Они вошли, и Гуров увидел лежавшего на кровати с ногой на вытяжке небритого мужчину, который со скучающим видом смотрел в экран висевшего на стене плазменного телевизора. Он обернулся на звук, и Лев внутренне передернулся: испитая, небритая физиономия Николая не вызвала у него ни малейшего сочувствия – он терпеть не мог слабаков.

– Это человек, который вас нашел и о котором вас предупреждали, – сказал Глеб.

– Лучше бы не находил, – буркнул тот. – Чем так жить, лучше не жить совсем!

– Не надо так пессимистично. Вы вправе считать себя героем – вы же свою семью от смерти спасли, – заметил Лев.

– Моя семья – это моя забота, – неприязненно ответил Чугунов. – Что вы хотите узнать?

Гуров взял стул, перенес его к кровати, возле которой тут же почувствовал запах перегара, и сел – этот человек был ему неприятен до омерзения, но выбора не было.

– Николай, я вас попрошу очень подробно рассказать мне, что происходило в павильоне, – попросил он. – Я понимаю, что вам неприятно это вспоминать, но так надо.

– Ну, вошли. Сели за столик…

– Какой у вас был номер столика? – быстро уточнил Гуров.

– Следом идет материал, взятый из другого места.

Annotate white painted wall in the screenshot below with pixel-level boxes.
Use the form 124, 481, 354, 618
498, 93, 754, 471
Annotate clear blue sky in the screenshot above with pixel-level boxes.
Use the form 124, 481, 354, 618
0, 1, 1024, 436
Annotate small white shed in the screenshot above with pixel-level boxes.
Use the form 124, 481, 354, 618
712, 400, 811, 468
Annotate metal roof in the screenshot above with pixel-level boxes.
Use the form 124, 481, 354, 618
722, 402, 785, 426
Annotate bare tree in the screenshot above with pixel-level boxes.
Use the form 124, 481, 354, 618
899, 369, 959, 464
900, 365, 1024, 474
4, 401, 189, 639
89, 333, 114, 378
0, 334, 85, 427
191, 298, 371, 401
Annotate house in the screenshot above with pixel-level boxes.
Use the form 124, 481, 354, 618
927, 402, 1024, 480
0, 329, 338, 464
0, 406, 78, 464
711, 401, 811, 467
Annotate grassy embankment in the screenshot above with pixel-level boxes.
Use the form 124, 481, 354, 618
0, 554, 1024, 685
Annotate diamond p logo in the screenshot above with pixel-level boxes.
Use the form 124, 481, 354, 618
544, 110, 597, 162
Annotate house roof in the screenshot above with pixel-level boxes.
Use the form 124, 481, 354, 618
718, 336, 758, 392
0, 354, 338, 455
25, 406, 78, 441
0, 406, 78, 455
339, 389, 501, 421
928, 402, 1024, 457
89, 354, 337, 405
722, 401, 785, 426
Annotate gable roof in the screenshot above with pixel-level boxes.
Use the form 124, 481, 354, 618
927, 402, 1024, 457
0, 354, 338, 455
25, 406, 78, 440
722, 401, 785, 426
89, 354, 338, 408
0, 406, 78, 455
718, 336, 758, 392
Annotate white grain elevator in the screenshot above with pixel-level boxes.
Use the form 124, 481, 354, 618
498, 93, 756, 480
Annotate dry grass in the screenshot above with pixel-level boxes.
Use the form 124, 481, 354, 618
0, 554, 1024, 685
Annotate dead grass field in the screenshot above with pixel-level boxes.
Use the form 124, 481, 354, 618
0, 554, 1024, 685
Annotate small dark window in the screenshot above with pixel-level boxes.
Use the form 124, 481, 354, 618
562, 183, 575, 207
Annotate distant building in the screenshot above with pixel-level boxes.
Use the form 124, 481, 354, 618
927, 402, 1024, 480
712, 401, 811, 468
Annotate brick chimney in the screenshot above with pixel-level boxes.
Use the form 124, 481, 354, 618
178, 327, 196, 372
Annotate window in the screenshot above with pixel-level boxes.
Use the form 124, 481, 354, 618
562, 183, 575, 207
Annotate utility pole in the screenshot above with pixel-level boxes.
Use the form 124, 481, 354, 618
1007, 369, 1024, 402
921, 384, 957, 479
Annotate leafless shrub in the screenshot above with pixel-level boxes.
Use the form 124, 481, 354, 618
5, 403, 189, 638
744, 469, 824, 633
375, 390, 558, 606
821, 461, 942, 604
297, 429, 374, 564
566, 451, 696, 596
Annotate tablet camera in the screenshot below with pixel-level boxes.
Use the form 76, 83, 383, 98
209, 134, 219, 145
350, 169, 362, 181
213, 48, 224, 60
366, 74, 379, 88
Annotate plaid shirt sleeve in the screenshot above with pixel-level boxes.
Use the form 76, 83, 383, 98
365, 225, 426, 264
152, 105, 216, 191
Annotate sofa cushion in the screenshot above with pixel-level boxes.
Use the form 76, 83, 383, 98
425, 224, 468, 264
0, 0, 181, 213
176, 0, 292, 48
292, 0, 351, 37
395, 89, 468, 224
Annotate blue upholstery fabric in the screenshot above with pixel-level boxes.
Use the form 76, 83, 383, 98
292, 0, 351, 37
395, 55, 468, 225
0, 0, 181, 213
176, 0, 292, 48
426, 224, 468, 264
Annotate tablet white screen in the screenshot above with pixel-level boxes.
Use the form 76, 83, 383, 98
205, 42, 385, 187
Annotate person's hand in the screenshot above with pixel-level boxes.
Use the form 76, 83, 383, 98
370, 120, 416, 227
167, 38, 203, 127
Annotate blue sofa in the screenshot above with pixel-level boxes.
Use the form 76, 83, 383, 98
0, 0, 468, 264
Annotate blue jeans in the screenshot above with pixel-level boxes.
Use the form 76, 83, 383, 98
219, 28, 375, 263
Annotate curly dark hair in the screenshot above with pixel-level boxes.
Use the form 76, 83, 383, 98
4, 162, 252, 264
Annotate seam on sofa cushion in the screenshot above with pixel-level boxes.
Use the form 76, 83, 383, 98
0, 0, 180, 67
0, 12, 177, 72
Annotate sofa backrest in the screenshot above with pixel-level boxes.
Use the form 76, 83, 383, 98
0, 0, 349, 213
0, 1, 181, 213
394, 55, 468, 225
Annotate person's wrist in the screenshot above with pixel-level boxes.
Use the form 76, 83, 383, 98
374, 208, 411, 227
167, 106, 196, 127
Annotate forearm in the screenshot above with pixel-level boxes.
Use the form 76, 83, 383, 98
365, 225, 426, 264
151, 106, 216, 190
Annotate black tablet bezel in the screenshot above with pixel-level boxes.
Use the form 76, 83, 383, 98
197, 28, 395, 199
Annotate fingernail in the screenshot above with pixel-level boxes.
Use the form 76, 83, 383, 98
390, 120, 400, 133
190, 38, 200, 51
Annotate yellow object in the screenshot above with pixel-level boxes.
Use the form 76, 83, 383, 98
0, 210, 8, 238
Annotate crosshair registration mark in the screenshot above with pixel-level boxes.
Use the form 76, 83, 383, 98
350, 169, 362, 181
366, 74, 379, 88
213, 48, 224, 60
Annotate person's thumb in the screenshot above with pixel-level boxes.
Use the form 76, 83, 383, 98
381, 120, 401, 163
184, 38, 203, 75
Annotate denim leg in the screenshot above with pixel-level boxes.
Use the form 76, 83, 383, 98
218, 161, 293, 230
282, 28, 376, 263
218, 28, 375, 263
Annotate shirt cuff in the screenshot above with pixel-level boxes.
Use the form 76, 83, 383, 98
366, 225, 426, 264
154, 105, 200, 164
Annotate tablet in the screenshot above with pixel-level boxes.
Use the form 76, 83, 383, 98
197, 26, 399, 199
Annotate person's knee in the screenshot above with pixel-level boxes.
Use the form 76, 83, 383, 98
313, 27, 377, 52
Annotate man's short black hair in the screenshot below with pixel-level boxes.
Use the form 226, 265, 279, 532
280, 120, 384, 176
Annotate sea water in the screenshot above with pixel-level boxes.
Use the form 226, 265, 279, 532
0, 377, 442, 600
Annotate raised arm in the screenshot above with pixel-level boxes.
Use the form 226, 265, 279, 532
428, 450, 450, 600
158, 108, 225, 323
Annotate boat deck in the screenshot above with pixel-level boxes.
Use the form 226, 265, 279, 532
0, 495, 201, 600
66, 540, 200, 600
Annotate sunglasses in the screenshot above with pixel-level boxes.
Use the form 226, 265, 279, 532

– Не помню. У Наташки спросите, может, она помнит. Ну, принесли чай, пирожки с пирогами. Дети вокруг вовсю веселились – такой шум стоял! Потом на сцене клоуны появились, музыка грохотала. И тут вдруг светильник с потолка упал, да так, что всех сидевших за столиком накрыл. К нему кто-то бросился… Кажется, официантка и какой-то мужик из-за столика, что рядом был, а там на пол кровь капает. Официантка завизжала. Потом один за другим еще два светильника упали, а пол стал наклоняться. Понял я, если нас всех в одну кучу свалит, то передавим мы друг друга, к едрене фене. Наташка от страха замерла, девчонки в голос орут. А тут еще с потолка стекла посыпались. Что было делать? Схватил я ее и к стене кинул, детей следом. Они там съежились, и Наташка все пыталась их как-нибудь под себя спрятать. Я стол схватил, сверху поставил, чтобы их закрыть, только стол этот дурацкий не закрывал ни хрена. Смотрю, и они, и стол сползать начали. Ну, я под стол залез и сверху лег, чтобы их закрыть. Во что руками вцепился, не знаю, помню, что боль была дикая. Помню грохот, помню, как Наташка подо мной вдруг вздрогнула и обмякла. А потом удар по ногам, невыносимая боль и темнота. Очнулся уже здесь.